Re: [idn] Zone rules (was: wg milestones update)

----- Original Message -----

From: Maynard Kang <maynard@pobox.org.sg>

To: <sun@cnnic.net.cn>; Eric Brunner-Williams in Portland Maine <brunner@nic-naa.net>

Sent: Monday, April 30, 2001 7:54 PM

Subject: Re: [idn] Zone rules (was: wg milestones update)

>Hi Guonian,

>> for chinese user, the TC-SC equivalence rule is just alike the
case-folding rule.
>> I'd like to show an example followed using the case-folding rule.
>>
>> under zone .COM, if manager defines upper case characters equal to lower
case
>> characters. users could access IBM' domain with ibm.com, IBm.com, ... in
any
>> case.
...
>> So I think the TC-SC equivalence rule SHOULD be consistent anywhere .

>Since we're on this topic of TC-SC equivalence yet again, I'd like to point
>out two issues that I think we should all consider before we go further, if
>these have not been reiterated enough in previous postings made by more
>qualified individuals than myself in the past:

>1) The ruleset for TC-SC equivalence is not a 1-n or n-1 mapping of
>abstract characters, as pointed out by Harald Alvestrand. It can
>be hideously complex (see draft-ietf-idn-cjk-01.txt for details), with
>numerous lexical and contextual considerations. I am sure that you would
>know about the "头发" = "頭髮" but "发财" != "髮財" problem.
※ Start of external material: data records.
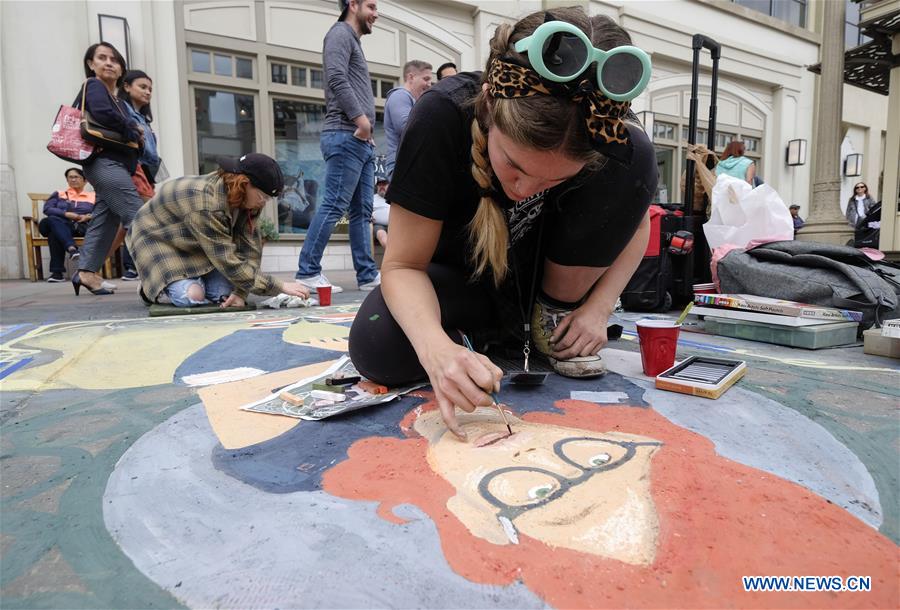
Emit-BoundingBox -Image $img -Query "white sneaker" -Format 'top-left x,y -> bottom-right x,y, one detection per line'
297,273 -> 344,294
359,271 -> 381,292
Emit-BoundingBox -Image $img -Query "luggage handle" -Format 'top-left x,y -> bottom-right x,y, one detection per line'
691,34 -> 722,60
681,34 -> 722,214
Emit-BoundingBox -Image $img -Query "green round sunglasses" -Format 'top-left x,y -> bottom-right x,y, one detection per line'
514,21 -> 651,102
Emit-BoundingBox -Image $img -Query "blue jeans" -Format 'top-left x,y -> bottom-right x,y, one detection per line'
166,269 -> 233,307
38,216 -> 83,273
296,130 -> 378,284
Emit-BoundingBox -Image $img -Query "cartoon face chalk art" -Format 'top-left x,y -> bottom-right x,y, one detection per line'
0,307 -> 898,608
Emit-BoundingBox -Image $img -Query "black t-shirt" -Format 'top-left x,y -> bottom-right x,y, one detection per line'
386,72 -> 658,270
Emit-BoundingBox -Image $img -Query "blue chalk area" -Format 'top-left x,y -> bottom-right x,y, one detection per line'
0,324 -> 34,340
0,358 -> 34,379
174,328 -> 344,385
212,368 -> 649,493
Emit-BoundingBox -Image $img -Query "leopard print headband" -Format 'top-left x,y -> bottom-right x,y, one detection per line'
488,59 -> 631,163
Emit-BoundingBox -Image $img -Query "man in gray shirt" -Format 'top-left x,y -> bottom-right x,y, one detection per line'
296,0 -> 381,292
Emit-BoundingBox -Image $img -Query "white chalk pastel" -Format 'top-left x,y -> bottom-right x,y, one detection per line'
569,392 -> 628,405
309,390 -> 347,402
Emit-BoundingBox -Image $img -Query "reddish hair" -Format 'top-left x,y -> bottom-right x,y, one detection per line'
722,140 -> 744,161
218,169 -> 250,208
216,169 -> 256,234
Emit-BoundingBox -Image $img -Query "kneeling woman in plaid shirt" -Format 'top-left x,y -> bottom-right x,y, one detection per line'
127,153 -> 309,307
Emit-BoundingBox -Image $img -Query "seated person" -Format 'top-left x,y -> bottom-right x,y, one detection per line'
372,174 -> 391,248
125,153 -> 309,307
38,167 -> 95,283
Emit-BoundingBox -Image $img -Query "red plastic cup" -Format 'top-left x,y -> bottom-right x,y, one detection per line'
636,320 -> 681,377
316,286 -> 331,307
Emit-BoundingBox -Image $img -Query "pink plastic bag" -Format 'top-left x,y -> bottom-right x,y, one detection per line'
703,174 -> 794,250
47,105 -> 94,163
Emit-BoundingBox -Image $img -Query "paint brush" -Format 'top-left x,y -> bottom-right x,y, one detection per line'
675,301 -> 694,325
460,333 -> 512,436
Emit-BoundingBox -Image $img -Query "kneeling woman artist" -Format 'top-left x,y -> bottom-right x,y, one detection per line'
350,8 -> 657,438
126,153 -> 309,307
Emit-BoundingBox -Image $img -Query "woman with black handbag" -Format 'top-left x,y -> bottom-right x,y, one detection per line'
72,42 -> 143,295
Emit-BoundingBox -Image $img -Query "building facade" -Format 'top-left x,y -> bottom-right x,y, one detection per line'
0,0 -> 887,277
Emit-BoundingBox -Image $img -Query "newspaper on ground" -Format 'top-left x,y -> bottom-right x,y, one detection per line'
241,356 -> 428,420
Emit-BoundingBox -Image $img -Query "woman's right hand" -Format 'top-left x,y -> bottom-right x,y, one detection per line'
422,337 -> 503,441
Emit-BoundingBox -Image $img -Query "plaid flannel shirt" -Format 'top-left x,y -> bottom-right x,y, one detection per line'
127,173 -> 282,300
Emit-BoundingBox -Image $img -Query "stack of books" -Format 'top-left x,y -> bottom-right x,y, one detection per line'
691,294 -> 862,349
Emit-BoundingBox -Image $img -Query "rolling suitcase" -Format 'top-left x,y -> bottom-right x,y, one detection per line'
621,34 -> 721,311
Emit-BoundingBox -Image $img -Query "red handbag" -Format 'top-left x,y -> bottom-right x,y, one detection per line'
47,81 -> 95,163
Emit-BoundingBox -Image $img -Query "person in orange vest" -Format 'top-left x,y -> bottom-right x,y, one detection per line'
38,167 -> 95,283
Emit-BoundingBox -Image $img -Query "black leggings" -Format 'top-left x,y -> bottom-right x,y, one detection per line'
350,263 -> 497,387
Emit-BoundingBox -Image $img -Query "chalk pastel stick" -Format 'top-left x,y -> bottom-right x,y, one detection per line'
357,381 -> 387,394
325,375 -> 360,386
278,392 -> 303,407
309,390 -> 347,402
313,383 -> 345,394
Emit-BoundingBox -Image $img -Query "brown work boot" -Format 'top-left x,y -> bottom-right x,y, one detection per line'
531,298 -> 606,377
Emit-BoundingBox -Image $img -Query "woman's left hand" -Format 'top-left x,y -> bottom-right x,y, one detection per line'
550,303 -> 609,360
281,282 -> 309,299
219,292 -> 246,308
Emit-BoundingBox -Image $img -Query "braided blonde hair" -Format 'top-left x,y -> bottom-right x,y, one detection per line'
468,7 -> 630,286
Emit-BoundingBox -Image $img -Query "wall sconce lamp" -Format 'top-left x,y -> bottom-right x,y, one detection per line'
637,110 -> 653,142
97,15 -> 131,65
844,154 -> 862,176
786,140 -> 806,165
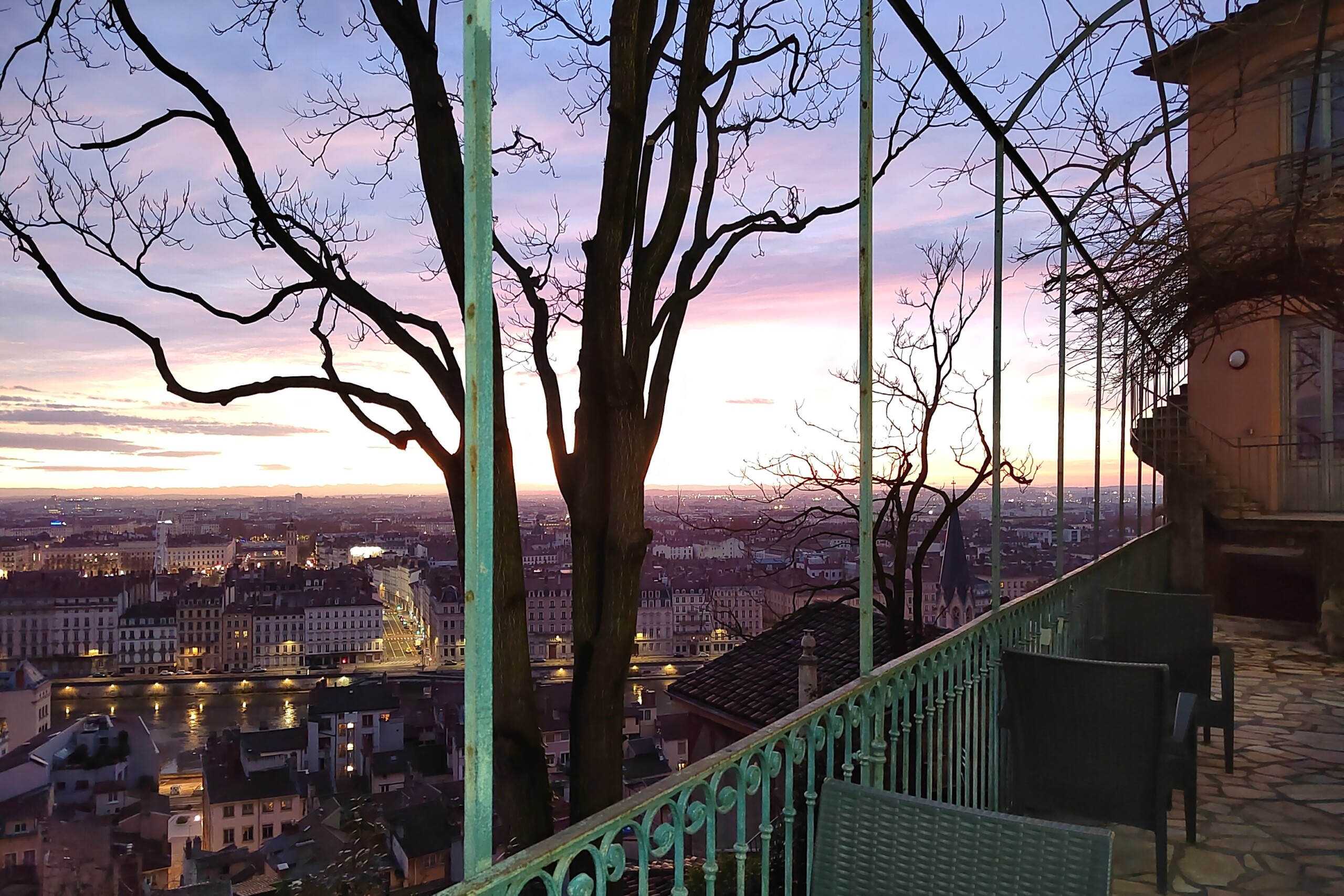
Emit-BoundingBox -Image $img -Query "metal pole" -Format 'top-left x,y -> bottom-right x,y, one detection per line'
1093,309 -> 1105,557
1055,234 -> 1068,577
859,0 -> 870,676
989,135 -> 1004,610
1116,319 -> 1129,545
463,0 -> 495,877
1135,363 -> 1152,535
1148,360 -> 1167,529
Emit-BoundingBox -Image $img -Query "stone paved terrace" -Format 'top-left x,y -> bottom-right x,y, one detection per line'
1113,618 -> 1344,896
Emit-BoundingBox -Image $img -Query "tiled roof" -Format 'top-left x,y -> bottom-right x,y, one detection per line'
387,802 -> 458,858
238,725 -> 308,756
668,603 -> 891,728
206,763 -> 300,806
308,684 -> 398,719
1135,0 -> 1301,83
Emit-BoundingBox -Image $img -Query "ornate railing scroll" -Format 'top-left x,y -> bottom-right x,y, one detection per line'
445,528 -> 1171,896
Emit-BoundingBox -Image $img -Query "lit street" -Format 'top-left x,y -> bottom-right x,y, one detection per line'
383,606 -> 421,666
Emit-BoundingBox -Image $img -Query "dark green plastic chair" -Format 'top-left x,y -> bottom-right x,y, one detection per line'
812,781 -> 1113,896
1089,588 -> 1236,771
1000,650 -> 1198,893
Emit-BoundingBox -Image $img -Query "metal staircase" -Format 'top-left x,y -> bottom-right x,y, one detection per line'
1129,383 -> 1263,520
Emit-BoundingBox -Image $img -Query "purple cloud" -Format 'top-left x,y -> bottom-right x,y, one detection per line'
0,433 -> 152,454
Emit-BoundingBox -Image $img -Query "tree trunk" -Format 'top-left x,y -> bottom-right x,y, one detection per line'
447,352 -> 554,852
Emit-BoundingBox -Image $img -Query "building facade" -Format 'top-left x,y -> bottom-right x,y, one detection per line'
117,600 -> 177,674
177,586 -> 225,672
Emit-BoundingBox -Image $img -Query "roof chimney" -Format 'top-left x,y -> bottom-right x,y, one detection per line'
799,629 -> 818,707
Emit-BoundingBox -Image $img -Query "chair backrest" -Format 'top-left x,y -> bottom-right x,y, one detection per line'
812,781 -> 1113,896
1097,588 -> 1214,697
1003,650 -> 1168,830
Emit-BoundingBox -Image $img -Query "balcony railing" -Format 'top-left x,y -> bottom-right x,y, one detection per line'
446,528 -> 1169,896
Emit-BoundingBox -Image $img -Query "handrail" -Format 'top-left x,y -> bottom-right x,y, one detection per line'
444,526 -> 1169,896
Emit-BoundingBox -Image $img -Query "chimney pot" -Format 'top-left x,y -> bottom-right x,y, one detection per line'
799,629 -> 820,707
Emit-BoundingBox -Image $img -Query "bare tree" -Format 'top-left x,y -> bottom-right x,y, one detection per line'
753,235 -> 1036,656
0,0 -> 977,845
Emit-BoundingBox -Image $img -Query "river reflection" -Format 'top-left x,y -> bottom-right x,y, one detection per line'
64,692 -> 308,762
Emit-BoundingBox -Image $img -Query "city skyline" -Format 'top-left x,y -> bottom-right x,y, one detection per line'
0,5 -> 1156,490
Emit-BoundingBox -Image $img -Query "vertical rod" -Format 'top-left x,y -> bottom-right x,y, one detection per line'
859,0 -> 876,676
463,0 -> 495,877
1148,364 -> 1167,529
1055,231 -> 1068,577
1116,317 -> 1129,547
1093,304 -> 1105,557
1135,363 -> 1156,535
989,137 -> 1004,610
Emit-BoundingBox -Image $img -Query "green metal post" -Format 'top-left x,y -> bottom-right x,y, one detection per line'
1055,234 -> 1068,577
463,0 -> 495,877
1116,317 -> 1129,547
989,135 -> 1004,610
859,0 -> 876,676
1093,309 -> 1106,557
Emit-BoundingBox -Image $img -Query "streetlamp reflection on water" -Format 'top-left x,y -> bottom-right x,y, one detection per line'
62,692 -> 308,752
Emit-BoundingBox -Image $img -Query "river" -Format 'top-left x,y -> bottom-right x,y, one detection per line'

>2) Case-folding is a simple canonical process, and the folding rules are
>the same, I believe (someone please correct me if I'm wrong), for most
>scripts which are able to be represented in ASCII (i.e. English, Swahili,
>Hawaiian,
>Malay, etc).

>For example, there is no debate as to whether "CAT" or "cat" or "cAt"
>refers to the same thing (in English), or whether "KUCHING" or "kuching" or
>"kUchiNG" refers to the same thing ("cat" in Malay).

There is also no debate as to whether "日產" = "日产" in Chinese refers to the same thing.

>However, Han character canonicalization does not follow the same rules. Han
>characters used in Chinese, Japanese and Korean have different equivalence
>rules. This is also pointed out in draft-ietf-idn-cjk-01.txt.

>For example, "日產" = "日产" in Chinese, but "日產" != "日产" in Japanese.
>In both cases, the exact same code points in Unicode are used. This has
>been pointed out too, that since Unicode does not recognize the difference
>between languages, but only the difference between scripts. Hence, it will
>be difficult for any Unicode-based system to function on language-based
>equivalence rules.

"日產" = "日产" in Chinese and "日產" != "日产" in Japanese. If we don't talk about Chinese character mappiing problem, and we begin talk about UNICODE character mapping problem,the code point "產" -- "产" is 1-n problem and it's not 1-1 mapping.

>I do agree with you that the problem that you have pointed out is indeed a
>real problem and there is a need for TC-SC equivalence for locating
>resources on the Internet.

>However, it is a problem that cannot be solved by a Unicode-based DNS
>solution within the parameters of the IDN WG and hence this may not be the
>right place to address these issues.

>maynard